Production: How To Film at a Reverse Angle
In videography, using a reverse angle gives a fresh perspective for the viewers. Sometimes, especially when using a two-shot, this technique is necessary. Both in film and television, the reverse angle is prominent when two people are holding a conversation. Doing a reverse angle shot is ideally done with a two-cam set-up, but this is also possible with a one-cam set-up.
Here are several ways to use a reverse angle shot:
Step 1: Two-Shots
In filmmaking, when the scene calls for two people having a conversation, you will often see several rules and camerawork in motion. You have the two-shot, the reverse angle, and the 180-degree rule being imposed. The two shot is of course, the full shot of both subjects within a single frame. The camera will sometimes take a close up of one speaker. The reverse angle is seen when the camera reverts to a shot of the other speaker. Keep in mind that you must observe the 180-degree rule so as not to cause disorientation. This means that you keep one character on the same side of the frame each time. Imagine a line passing through the two characters; your camera should never cross this line.

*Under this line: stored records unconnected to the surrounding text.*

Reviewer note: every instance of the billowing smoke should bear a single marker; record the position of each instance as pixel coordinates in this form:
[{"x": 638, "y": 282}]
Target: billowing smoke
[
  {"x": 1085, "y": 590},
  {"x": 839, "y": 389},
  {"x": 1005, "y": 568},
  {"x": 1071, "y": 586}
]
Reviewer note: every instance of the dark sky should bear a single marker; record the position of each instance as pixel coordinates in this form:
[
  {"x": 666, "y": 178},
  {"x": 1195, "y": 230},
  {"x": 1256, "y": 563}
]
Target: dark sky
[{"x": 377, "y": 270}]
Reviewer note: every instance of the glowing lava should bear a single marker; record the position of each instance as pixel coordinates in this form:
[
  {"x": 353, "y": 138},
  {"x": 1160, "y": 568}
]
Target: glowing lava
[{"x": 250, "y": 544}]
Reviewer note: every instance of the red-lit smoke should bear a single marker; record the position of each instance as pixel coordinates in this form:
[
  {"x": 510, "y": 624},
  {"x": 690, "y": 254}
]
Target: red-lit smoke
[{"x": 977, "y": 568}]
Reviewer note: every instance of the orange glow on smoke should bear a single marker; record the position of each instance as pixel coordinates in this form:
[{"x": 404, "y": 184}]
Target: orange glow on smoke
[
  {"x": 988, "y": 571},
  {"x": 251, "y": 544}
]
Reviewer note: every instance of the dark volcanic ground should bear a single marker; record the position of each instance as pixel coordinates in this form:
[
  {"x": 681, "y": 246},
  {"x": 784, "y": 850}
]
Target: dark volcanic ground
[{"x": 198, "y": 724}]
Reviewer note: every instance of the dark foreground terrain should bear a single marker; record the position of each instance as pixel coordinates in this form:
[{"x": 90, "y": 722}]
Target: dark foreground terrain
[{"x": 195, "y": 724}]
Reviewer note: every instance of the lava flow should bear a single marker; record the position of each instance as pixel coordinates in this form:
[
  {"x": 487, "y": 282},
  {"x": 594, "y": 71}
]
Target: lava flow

The reverse angle also gives viewers a fresh perspective on the subjects. This gives a chance for viewers to see the action and reaction of both characters. Directors also employ the reverse angle to convey emotional reactions of certain characters.
Step 2: Interview Segments
In television production, the reverse angle is best seen at play during live studio interviews or taped sit-down interviews. Often we see the interviewee's close-up as he speaks. The reverse angle shot is usually a shot of the host asking questions or reacting. This is best done with a two-cam set-up for best continuity. But, this is also possible with a single camera. Simply take shots of the subject, then change camera angle to interviewer and have him ask the questions and react. During editing, just piece the scenes together to form a seamless sequence with reverse angle at work.
Step 3: Subjective or Point-of-View Shot
The reverse angle is also used in film language to portray a subjective shot or point-of-view shot. For instance, we can shoot a scene of a man looking at a woman. You can cut to a reverse angle with the woman looking back at a man. This can either be an over-the-shoulder shot of the woman, or a completely subjective shot. The reverse angle gives the viewers a different perspective of the scene.
Step 4: Portraying Action
Reverse angle shots are not only used for people, they are also useful in portraying high intensity action. For instance, if you have a shot of a man running down a street, you can edit in a quick reverse angle not only for showing a different point-of-view, but also to illustrate the fast action in the scene.